ERL (bfl). Es ist nur einer von vielen Vorwürfen, die im Rahmen der globalen #MeToo-Bewegung erhoben wurden, dennoch ist er schwerwiegend und er betrifft den Bezirk Kufstein selbst. Vor gut einer Woche wurde eine Reihe von Anschuldigungen gegen die Tiroler Festspiel Erl und den musikalischen Leiter Gustav Kuhn auf der Webseite "dietiwag.org" veröffentlicht. Der Tiroler Blogger Markus Wilhelm kritisierte in einem Beitrag neben "Hungerlöhnen" für Mitarbeiter und Künstler auch Praktiken Kuhns, der im Bericht als Tyrann dargestellt wird. Kuhn hat indes eine Klage beim Gericht in Innsbruck eingeleitet. Die Tiroler Festspiele Erl sprechen von "Verleumdungen". Der Verein "art but fair" kennt die Praxis der TFE seit Jahren.

Hungerlöhne und "Harvey"-Vorwurf

Horrende Zustände soll es laut "dietiwag.org" bei den Tiroler Festspielen gegeben haben. Dabei ist auf dem Blog von Markus Wilhelm die Rede von "Despotie, der Tyrannei und ... Machtmissbrauch". In zahlreichen anonymen Erlebnisberichten werden Schikanen, Probenterror und Erfahrungen von "Niederbrüllen und Fertigmachen" von Schauspielern und Solisten geschildert. Diese bleiben allerdings ohne Ausnahme anonym.
Kritisiert werden im Blog auch die "Hungerlöhne", mit denen die zum größten Teil aus dem Ausland stammenden Orchester bezahlt worden sein sollen. Die Zusammensetzung des Chors und Orchesters bei den Winterfestspielen Erl 2016/17 zeige jeweils 34 Mitglieder aus dem Minsker Orchester und Chor sowie 56 externe Mitglieder (diese aus dem Europäischen Ausland oder Ländern wie Mexiko und Brasilien). Für Tagesgagen von 38 Euro brutto sollen dort Künstler angestellt gewesen sein, wobei eine Gage in dieser Höhe bereits jene für einen "Privilegierter(en) und Besserbezahlter(en) aus Westeuropa" gewesen sein soll.
In einem weiteren Artikel zu dem Thema wurde zudem der Brief einer anonymen Solistin veröffentlicht, die darin von Erniedrigungen und Praktiken á la Harvey Weinstein durch Gustav Kuhn berichtet.
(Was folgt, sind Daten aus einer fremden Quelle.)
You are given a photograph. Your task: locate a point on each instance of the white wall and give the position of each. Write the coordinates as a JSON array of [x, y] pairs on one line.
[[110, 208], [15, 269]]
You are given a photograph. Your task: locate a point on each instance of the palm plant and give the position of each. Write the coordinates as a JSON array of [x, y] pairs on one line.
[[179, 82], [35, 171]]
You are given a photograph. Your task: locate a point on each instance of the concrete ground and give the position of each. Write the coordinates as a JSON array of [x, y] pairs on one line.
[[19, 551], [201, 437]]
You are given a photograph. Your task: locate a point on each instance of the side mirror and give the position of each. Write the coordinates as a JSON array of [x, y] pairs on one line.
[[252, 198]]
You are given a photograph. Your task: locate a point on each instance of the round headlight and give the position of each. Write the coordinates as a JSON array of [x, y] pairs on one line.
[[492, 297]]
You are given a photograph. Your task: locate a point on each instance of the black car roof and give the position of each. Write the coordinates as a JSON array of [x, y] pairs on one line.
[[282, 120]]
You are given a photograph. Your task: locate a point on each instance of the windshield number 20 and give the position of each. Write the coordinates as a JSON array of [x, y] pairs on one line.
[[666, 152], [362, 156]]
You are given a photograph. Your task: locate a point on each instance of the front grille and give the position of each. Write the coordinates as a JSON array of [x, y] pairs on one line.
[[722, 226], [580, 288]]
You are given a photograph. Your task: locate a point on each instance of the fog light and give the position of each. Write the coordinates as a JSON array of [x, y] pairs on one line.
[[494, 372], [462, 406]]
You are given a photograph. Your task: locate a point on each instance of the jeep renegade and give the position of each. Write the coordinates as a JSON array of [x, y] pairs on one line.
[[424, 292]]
Land nimmt Stellung, Kuhn klagt

Der Maestro, Gustav Kuhn, habe mittlerweile eine Klage gegen den Urheber der Anschuldigungen auf der Webseite beim Gericht in Innsbruck eingeleitet, sagen die Tiroler Festspiele Erl in einer Stellungnahme: "Der Urheber muss eine Gegendarstellung innerhalb von acht Tagen abgeben, sonst muss er den Blog löschen. Er hat vier Wochen Zeit, auf die Klage zu antworten. Der geordnete Rechtsweg ist damit angeschoben, und Gustav Kuhn möchte daher zunächst von einer öffentlichen Stellungnahme absehen".
Das Land Tirol hat indes bereits Stellung zu den anonymen Vorwürfen bezüglich Lohn- und Sozialdumping bezogen. Laut dieser Stellungnahme wurden die Vorwürfe widerlegt: "Die anonymen Vorwürfe gegen die Tiroler Festspiele Erl, welche auf einer Website geäußert wurden, wurden von den zuständigen Kontrollbehörden (Tiroler Gebietskrankenkasse, Finanzamt Kufstein/Schwaz und Finanzpolizei) behandelt und dahingehend ausgeräumt, als von den Verantwortlichen die entsprechenden Sachverhalte geklärt wurden. Die in den vergangenen Wochen getätigten anonymen Anzeigen im Zusammenhang mit den geäußerten Vorwürfen wurden allesamt widerlegt."
Zu den Verleumdungen gegen Gustav Kuhn sagt das Land Tirol, dass "die Tiroler Festspiele Erl eine über die Landesgrenzen hinaus anerkannte Kulturinstitution sind, deren hohe künstlerische Qualität unter anderem mit der Verleihung des Österreichischen Musiktheaterpreises in der Kategorie 'Bestes Festival' im Juni 2017 untermauert wurde. Bei den gegen den künstlerischen Leiter erhobenen Vorwürfen handelt es sich um anonyme Anschuldigungen, von denen Land und Bund bislang keine Kenntnis hatten. Es liegt im Interesse aller Beteiligten, für umfassende Aufklärung zu sorgen. Das Land Tirol steht grundsätzlich für volle Transparenz. Für die Zukunft ist es wichtig, auch weiterhin ein positives Betriebsklima sicherzustellen, das von gegenseitigem Vertrauen und einem respektvollen Miteinander geprägt ist."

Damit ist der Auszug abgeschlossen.